The NMDA receptor is a nervous system receptor that can bind to aspartate (or more specifically to N-methyl-D-aspartate) or glutamate to create chronic pain. Even worse, when glutamate or aspartate binds to this receptor, a stimulus that is normally not painful actually becomes painful.
By coincidence it was found to help the symptoms of Parkinson’s disease. It may be used alone or in combination with levodopa or dopamine agonists. Amantadine reduces symptoms of fatigue, tremor and bradykinesia.
I was taking 2 Sinemet CR and 1 Sinemet 25/100, 12 Requip (2 mg) daily in the year of 2006 and to my surprise when added 3 Amantadine (100mg ) it caused reddish mottling on few part of my body and legs which was sideeffect of Amantadine and I apply Antiseptic cream to stop itchiness. I had stopped the medicine.
In general sideeffects of this medication may cause stomach upset, nausea, drowsiness, constipation, headache, dizziness, anxiety, or purplish-red blotchy spots on the skin during the first few days as your body adjusts to the medication.
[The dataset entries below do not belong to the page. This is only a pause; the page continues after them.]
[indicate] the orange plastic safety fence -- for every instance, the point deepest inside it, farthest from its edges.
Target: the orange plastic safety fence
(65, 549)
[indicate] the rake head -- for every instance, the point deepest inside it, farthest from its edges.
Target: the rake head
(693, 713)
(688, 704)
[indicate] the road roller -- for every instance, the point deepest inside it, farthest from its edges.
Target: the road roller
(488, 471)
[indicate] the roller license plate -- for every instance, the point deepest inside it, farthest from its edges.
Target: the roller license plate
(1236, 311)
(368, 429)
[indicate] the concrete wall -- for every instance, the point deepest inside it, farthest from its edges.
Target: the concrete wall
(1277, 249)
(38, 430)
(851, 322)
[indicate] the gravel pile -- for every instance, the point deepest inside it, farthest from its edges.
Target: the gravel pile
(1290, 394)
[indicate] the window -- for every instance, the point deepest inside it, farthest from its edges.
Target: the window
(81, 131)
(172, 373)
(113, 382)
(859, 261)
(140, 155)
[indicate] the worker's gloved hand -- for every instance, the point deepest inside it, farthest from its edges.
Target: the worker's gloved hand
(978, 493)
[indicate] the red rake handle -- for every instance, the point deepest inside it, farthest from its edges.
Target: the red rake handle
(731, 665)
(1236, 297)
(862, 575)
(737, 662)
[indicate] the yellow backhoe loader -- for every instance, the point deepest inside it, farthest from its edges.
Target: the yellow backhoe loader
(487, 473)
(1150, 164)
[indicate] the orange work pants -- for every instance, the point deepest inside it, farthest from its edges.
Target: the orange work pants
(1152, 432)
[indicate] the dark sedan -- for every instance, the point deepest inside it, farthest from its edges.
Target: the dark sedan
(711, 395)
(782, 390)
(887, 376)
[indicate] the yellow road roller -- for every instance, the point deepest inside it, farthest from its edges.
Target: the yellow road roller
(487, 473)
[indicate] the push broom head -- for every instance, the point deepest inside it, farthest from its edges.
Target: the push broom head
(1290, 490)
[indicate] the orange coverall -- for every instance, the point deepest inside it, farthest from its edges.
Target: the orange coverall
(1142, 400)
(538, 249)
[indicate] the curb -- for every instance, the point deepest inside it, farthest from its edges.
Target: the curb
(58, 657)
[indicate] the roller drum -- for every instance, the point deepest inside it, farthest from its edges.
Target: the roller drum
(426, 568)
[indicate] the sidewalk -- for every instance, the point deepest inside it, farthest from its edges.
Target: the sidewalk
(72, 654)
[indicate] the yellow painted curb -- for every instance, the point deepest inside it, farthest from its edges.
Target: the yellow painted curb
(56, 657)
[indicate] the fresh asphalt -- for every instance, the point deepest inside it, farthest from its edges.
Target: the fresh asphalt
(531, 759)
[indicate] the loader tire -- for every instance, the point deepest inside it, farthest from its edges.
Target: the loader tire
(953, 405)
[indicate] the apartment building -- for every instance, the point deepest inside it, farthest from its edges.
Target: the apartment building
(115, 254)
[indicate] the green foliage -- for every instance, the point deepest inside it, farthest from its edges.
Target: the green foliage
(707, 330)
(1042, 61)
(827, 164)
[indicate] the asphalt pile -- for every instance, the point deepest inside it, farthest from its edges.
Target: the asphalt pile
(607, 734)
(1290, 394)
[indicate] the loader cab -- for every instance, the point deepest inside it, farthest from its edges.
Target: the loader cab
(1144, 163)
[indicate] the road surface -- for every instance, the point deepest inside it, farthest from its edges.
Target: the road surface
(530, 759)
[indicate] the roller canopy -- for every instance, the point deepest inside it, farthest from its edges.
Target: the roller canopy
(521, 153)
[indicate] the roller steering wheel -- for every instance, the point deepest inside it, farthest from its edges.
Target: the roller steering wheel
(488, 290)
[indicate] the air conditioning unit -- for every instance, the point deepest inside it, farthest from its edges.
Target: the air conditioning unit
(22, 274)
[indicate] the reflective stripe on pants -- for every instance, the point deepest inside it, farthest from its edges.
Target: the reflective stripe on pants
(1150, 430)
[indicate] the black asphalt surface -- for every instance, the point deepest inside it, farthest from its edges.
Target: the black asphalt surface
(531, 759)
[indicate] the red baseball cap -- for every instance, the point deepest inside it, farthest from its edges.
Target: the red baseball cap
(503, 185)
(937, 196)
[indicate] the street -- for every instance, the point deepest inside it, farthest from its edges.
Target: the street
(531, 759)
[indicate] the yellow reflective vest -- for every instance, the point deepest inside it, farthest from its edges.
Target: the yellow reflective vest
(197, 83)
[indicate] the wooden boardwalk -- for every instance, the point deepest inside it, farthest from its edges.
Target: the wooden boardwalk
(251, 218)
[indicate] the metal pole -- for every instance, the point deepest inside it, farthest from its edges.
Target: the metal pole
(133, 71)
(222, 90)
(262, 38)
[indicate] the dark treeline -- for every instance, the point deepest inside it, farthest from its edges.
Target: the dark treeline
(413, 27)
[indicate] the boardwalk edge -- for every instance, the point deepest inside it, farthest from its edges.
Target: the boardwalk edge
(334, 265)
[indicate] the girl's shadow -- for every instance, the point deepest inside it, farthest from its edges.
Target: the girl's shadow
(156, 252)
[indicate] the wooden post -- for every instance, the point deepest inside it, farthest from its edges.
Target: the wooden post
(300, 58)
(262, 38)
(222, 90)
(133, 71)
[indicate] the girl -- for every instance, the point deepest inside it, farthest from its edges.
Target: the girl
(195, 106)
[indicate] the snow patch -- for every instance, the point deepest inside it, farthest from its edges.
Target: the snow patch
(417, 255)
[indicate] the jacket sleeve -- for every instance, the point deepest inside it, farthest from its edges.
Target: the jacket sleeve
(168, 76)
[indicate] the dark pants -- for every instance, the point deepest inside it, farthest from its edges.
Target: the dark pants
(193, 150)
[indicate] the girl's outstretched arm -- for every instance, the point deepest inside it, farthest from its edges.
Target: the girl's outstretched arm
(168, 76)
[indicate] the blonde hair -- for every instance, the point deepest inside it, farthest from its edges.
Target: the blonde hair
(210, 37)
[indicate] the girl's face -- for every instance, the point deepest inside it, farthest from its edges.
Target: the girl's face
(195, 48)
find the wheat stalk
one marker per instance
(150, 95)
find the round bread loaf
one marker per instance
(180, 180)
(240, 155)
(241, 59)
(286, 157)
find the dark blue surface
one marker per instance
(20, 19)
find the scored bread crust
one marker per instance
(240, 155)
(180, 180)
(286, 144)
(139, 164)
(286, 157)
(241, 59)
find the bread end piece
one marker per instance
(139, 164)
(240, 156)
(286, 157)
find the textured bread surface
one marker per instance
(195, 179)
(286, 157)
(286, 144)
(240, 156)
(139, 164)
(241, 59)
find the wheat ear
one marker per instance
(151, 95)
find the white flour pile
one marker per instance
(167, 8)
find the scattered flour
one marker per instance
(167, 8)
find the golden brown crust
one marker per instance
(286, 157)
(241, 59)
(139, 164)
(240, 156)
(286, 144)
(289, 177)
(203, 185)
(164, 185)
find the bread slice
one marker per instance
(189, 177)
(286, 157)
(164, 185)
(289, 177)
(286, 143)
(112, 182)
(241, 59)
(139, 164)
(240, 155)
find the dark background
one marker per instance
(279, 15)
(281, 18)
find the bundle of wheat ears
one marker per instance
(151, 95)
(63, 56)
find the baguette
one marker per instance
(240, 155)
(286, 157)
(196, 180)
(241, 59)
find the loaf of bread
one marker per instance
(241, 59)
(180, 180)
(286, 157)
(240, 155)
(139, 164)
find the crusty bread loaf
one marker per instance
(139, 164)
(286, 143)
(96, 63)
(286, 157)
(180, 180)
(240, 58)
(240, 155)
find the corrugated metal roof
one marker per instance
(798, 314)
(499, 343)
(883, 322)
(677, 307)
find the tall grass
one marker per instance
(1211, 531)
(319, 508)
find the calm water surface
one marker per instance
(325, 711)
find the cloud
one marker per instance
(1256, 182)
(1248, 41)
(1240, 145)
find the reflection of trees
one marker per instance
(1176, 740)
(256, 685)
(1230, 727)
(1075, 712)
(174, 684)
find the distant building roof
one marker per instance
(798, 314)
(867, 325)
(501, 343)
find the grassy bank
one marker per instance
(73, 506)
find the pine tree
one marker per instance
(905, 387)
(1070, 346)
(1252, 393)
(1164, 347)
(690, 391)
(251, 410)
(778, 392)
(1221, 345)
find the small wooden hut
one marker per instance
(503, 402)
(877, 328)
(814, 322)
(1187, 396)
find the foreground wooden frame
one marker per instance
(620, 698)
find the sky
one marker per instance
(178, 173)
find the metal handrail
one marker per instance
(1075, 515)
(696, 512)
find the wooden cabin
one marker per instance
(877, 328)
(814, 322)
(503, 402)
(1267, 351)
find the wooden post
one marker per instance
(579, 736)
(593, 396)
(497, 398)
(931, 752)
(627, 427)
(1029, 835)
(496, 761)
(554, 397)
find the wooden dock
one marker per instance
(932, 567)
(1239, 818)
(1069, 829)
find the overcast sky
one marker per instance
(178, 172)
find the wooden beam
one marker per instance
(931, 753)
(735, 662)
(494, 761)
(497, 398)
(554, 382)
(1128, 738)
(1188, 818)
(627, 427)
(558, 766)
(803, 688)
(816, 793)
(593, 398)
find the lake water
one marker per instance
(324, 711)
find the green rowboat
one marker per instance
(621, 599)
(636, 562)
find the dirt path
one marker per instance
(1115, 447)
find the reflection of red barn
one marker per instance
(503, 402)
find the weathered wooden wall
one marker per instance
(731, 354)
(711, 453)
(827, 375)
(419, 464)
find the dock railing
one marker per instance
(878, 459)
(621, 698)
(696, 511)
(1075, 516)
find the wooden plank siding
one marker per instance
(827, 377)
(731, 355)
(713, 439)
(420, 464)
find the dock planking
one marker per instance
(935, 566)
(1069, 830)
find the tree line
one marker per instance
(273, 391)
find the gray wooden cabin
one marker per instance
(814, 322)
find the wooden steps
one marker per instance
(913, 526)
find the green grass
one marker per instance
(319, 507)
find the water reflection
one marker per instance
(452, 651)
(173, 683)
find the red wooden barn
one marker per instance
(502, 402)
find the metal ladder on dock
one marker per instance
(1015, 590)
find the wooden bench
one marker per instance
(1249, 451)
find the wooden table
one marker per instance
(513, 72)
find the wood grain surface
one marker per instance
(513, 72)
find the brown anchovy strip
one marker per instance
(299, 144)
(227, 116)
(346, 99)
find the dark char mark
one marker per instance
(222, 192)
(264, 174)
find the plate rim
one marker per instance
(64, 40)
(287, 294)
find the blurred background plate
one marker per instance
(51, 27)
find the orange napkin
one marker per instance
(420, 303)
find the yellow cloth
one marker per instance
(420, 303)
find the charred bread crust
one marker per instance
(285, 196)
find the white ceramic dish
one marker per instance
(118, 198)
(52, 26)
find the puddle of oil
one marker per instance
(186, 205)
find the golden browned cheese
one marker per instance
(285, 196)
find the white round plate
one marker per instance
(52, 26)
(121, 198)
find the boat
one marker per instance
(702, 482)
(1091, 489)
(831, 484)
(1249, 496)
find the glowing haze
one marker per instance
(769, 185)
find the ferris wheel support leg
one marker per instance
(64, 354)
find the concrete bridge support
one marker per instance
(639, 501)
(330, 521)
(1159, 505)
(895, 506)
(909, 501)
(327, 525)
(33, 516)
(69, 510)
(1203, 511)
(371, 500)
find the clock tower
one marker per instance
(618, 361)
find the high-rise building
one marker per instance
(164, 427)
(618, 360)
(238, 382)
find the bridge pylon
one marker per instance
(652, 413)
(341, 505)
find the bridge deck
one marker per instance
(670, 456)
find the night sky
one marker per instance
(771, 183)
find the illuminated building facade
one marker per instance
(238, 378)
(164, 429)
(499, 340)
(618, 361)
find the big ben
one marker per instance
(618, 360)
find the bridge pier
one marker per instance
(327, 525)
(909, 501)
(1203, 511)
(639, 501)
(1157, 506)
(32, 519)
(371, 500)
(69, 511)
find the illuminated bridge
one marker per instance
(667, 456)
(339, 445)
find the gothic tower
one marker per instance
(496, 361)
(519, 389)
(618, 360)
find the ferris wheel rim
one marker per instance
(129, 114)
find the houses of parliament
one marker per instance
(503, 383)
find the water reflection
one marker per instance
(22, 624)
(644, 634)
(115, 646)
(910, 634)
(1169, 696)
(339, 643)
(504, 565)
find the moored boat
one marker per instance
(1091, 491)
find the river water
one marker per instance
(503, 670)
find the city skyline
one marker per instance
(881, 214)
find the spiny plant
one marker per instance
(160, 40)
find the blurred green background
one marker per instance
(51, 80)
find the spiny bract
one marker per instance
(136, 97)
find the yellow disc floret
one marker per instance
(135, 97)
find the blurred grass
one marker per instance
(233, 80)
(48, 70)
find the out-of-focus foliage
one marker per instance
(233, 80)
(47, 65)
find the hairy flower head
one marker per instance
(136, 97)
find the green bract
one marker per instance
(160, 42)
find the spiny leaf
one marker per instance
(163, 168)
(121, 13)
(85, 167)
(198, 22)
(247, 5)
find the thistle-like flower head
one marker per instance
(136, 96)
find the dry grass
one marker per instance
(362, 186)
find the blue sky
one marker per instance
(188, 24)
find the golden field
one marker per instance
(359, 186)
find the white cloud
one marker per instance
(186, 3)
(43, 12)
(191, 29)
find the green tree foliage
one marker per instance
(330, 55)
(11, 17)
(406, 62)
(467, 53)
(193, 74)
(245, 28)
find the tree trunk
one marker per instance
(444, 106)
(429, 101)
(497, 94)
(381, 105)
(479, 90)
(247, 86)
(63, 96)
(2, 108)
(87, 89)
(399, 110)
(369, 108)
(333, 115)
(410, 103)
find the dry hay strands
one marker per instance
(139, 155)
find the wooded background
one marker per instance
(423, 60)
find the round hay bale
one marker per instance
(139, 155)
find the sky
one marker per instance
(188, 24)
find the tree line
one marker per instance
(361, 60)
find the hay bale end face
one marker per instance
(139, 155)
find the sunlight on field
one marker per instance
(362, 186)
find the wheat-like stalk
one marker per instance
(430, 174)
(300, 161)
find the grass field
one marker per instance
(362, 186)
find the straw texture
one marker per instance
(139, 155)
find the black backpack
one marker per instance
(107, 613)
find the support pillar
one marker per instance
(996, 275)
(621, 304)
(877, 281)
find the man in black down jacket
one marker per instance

If these symptoms persist or become severe, inform your doctor promptly. Notify your doctor if you develop: slurred speech, shortness of breath, swelling of the ankles/feet, unusual fatigue, vision disturbances, difficulty urinating, skin rash, mental/mood changes (sometimes severe, including rare thoughts of suicide), muscle stiffness, uncontrolled muscle movements, unusual sweating, fast heartbeat, unexplained fever. If you notice other effects not listed above, contact your doctor or pharmacist.